(REUTERS) -- Gold prices fell on Thursday as the euro slid to a three-week low versus the dollar, pressured by news that European officials considered delaying a bailout package for Greece which fuelled fears the heavily indebted nation could face a chaotic default.

Spot gold was down 0.5 percent at $1,718.19 an ounce at 1019 GMT, while U.S. gold futures for February delivery were down $7.70 an ounce at $1,720.40.

It remains up 10 percent in the year to date, but is well off the record $1,920.30 it hit last year at a time that bad news from the euro zonetended to have a positive effect on gold, which some saw as a haven from turmoil in other markets.

Gold stopped being a safe-haven store of value some time around August or September, when you had a huge spike in prices, followed by a collapse, said Natixis analyst Nic Brown. Gold price volatility was as high as some of the other financial assets you might have been trying to get away from.

Given that it is (now) trading like another commodity, the correlation with the dollar is one of the key determinants.

The euro slid 0.5 percent against the U.S. unit after EU sources said euro zone officials are considering ways to delay some or all of a 130 billion euro bailout package for Greece, while still avoiding a messy default.

Some euro zone finance ministers are unconvinced that all Greece's political leaders are fully behind the reforms.

A weak euro and consequently stronger dollar tends to weigh on gold prices, as they make dollar-priced commodities more expensive for other currency holders, and reduce the metal's appeal as an alternative asset.

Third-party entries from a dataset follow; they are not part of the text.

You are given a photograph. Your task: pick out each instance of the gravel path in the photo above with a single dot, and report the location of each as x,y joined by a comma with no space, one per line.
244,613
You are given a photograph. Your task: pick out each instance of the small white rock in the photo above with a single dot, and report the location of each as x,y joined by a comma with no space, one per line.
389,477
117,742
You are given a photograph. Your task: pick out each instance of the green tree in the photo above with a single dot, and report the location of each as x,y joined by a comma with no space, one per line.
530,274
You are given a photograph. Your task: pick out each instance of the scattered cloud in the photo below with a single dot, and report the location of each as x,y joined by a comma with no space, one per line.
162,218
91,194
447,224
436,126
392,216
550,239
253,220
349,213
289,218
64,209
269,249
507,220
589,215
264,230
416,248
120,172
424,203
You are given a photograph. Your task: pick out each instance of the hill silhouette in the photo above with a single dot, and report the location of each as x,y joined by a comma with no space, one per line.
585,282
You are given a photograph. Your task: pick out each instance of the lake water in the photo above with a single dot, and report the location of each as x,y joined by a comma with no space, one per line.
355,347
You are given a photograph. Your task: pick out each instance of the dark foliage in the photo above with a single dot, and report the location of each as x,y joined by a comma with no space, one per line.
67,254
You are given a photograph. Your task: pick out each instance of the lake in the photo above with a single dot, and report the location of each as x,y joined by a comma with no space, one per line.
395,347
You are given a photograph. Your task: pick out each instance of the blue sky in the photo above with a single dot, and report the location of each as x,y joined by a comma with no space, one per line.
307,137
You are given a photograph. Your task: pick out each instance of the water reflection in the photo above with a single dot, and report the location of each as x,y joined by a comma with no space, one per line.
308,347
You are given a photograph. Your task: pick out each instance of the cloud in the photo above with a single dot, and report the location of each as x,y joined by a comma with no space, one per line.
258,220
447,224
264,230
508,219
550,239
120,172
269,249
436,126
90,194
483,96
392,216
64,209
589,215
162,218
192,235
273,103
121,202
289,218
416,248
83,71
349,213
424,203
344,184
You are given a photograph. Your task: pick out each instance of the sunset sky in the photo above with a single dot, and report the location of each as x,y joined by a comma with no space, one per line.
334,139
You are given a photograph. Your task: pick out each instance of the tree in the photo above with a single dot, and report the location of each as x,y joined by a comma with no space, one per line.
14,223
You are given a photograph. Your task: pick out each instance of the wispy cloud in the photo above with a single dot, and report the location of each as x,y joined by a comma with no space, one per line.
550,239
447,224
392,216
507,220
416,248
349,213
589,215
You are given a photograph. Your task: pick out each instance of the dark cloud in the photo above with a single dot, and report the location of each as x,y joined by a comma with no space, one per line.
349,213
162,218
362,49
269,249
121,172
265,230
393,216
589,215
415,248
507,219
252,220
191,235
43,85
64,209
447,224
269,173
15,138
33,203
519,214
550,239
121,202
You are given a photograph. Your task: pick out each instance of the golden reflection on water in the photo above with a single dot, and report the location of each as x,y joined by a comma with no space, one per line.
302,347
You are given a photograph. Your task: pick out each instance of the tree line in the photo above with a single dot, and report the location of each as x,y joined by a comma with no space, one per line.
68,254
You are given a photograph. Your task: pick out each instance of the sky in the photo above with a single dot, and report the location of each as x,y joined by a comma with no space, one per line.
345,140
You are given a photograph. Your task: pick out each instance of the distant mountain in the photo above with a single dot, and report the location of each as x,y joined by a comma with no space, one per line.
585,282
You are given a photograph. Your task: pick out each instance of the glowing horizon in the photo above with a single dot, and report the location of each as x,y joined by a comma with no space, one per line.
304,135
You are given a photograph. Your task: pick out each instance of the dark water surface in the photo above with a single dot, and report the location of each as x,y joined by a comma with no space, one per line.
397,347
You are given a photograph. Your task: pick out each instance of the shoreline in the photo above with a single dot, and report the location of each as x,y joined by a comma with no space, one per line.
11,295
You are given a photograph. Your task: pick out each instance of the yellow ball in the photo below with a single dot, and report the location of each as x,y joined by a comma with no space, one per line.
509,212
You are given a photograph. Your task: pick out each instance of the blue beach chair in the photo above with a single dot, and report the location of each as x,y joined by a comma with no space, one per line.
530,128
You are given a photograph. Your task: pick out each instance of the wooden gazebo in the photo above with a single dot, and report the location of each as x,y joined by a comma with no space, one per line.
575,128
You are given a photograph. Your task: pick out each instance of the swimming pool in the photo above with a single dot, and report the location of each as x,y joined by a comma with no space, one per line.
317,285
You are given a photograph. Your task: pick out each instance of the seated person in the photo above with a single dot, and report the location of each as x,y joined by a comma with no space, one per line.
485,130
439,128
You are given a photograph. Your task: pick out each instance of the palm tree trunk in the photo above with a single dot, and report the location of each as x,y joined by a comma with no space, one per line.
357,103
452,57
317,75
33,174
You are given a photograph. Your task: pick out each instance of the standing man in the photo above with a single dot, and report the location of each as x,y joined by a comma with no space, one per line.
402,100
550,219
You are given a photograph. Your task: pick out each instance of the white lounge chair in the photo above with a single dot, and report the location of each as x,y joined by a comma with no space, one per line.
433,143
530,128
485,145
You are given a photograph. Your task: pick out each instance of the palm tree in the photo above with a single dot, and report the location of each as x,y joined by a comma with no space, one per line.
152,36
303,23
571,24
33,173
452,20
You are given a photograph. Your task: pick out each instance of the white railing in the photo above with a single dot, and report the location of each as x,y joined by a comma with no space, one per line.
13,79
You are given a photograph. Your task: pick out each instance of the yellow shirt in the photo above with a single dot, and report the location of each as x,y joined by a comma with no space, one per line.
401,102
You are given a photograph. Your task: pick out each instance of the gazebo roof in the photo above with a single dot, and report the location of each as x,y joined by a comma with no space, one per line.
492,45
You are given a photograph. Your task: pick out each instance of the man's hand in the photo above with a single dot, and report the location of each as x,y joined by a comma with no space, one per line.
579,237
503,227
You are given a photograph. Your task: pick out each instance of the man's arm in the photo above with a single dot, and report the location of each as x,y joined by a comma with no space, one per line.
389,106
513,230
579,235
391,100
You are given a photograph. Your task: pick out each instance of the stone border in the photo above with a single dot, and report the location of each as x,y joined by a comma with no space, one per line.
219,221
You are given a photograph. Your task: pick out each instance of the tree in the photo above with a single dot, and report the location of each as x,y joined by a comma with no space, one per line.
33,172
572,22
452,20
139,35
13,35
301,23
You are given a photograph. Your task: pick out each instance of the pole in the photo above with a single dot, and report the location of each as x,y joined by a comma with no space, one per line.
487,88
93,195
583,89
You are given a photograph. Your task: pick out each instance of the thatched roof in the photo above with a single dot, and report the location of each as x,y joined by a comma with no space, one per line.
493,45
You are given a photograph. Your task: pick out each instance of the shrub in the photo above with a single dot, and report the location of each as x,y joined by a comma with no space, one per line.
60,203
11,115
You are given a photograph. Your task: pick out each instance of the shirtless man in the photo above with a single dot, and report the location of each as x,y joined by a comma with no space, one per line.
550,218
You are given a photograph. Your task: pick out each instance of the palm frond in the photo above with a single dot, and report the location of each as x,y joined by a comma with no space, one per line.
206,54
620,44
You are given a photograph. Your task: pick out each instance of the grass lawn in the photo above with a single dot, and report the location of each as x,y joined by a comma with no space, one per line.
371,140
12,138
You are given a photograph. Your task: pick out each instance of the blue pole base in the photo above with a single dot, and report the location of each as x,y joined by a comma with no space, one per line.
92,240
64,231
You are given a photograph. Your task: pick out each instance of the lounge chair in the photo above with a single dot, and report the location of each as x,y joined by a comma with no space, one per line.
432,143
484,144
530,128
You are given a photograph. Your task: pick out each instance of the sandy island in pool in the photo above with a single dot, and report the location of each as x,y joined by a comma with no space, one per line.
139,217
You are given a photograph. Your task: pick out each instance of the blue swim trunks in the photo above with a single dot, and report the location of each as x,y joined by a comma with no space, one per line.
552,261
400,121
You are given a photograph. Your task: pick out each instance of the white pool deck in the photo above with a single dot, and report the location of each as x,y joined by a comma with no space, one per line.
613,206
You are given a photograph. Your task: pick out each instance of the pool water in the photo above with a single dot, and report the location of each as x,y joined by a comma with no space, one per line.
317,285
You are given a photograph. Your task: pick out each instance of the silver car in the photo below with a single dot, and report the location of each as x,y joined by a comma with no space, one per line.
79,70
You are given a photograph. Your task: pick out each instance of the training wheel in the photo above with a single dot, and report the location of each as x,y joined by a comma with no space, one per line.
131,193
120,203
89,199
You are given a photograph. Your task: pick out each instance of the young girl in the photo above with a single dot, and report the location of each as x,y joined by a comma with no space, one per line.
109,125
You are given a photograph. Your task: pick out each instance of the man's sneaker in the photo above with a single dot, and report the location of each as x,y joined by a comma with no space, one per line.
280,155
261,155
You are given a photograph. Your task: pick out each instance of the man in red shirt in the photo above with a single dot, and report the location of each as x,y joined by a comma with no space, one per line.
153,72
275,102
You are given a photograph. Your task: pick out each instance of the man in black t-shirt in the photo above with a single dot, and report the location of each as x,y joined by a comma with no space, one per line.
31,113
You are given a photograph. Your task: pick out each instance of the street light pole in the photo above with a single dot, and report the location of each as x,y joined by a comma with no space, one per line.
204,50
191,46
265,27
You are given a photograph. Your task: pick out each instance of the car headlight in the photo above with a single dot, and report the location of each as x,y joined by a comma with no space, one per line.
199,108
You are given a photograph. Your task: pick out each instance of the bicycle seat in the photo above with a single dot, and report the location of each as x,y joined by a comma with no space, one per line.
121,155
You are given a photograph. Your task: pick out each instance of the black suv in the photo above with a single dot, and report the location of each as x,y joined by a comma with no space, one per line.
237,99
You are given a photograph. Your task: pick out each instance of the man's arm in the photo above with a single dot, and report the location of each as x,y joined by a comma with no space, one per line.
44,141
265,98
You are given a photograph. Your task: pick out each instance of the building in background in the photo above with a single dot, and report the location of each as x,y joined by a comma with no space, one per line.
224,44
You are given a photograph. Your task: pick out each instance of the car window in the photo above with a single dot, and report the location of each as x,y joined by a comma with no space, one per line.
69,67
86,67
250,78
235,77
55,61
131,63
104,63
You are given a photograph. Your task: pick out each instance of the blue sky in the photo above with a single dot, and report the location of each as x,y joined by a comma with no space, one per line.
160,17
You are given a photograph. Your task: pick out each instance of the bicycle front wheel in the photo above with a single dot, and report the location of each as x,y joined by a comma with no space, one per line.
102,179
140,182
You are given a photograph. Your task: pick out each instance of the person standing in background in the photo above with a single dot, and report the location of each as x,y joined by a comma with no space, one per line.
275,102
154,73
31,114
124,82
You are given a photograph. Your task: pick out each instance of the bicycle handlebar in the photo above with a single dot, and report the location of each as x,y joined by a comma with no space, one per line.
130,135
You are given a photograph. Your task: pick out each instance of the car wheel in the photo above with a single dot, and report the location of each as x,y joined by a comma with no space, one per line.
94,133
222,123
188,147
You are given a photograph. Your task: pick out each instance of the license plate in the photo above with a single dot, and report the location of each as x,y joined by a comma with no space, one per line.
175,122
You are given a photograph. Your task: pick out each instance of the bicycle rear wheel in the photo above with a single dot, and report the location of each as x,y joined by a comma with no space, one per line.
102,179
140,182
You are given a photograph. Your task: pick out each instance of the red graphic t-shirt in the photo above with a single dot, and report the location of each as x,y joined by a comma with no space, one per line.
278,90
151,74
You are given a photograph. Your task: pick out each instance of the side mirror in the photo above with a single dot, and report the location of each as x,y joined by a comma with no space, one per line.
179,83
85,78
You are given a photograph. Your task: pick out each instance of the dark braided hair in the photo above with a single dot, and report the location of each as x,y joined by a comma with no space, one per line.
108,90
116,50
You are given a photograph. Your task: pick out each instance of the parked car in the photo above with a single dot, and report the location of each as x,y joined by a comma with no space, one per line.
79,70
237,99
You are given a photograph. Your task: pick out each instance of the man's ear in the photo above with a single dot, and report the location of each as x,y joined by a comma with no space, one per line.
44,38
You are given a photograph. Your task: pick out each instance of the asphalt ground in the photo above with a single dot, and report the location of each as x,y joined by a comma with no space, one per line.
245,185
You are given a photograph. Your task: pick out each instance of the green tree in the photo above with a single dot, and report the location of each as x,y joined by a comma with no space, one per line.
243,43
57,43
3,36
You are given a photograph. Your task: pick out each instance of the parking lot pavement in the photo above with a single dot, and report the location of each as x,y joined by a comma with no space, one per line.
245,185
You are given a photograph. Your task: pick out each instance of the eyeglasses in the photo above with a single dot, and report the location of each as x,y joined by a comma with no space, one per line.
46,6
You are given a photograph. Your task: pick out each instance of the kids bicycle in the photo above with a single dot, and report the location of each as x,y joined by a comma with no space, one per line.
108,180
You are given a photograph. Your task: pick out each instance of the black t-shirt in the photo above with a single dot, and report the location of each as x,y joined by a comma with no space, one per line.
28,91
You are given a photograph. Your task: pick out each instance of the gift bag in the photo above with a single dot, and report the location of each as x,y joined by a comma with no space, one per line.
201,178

Uncertainty over the bailout knocked European stocks lower, while risk aversion as measured by implied volatility on Europe's top stocks .V2TX jumped to its highest since mid-January. Safe-haven German bund futures rose. .EU

GOLD DEMAND RISES AGAIN

Gold demand struck 14-year highs in 2011, driven by record investment, buying in China and central bank purchases, which hit their highest in at least 40 years, according to an industry report from the World Gold Council on Thursday.

Major consumer India's gold imports slumped 44 percent in the last quarter of 2011, however, as record-high local prices depressed buying interest, and shipments are likely to remain at similar levels this year.

China could overtake India this year as the world's top consumer of gold, the report said. (We are) sticking our neck out a bit and suggesting that 2012 will be the first year that China does exceed India in terms of tonnage demand, WGC managing director, investment, Marcus Grubb told Reuters.

On the supply side of the market, miner African Barrick Gold (ABGL.L) posted a 30 percent increase in core profit for 2011 as a rising gold price pushed margins to record levels, but said attributable gold production dipped 2 percent to 688,278 ounces.

Among other precious metals, silver was down 0.8 percent at $33.10 an ounce, while spot platinum was down 1.4 percent at $1,609.74 an ounce and spot palladium was down 0.6 percent at $675.98 an ounce.

Impala Platinum, the world's second-largest platinum miner, expects the white metal to trade at between $1,450 to $1,800 ounce this year, the company's marketing executive Derek Engelbrecht said on Thursday.

A strike at Implats' Rustenberg mine, the world's largest, has been a key factor pushing platinum prices up 15 percent this year, making it one of the best-performing precious metals. The company said it did not know when the mine would be back to full production.

The stoppage has been costing Implats circa 3,500 ounces of lost platinum production per day, according to the company, said HSBC analyst James Steel in a note.

Though a loss of this amount would likely go unnoticed in the larger gold market, the cumulative impact of lost production on the smaller and more finely balanced platinum market is sufficient to shave supply and help bolster prices, we believe.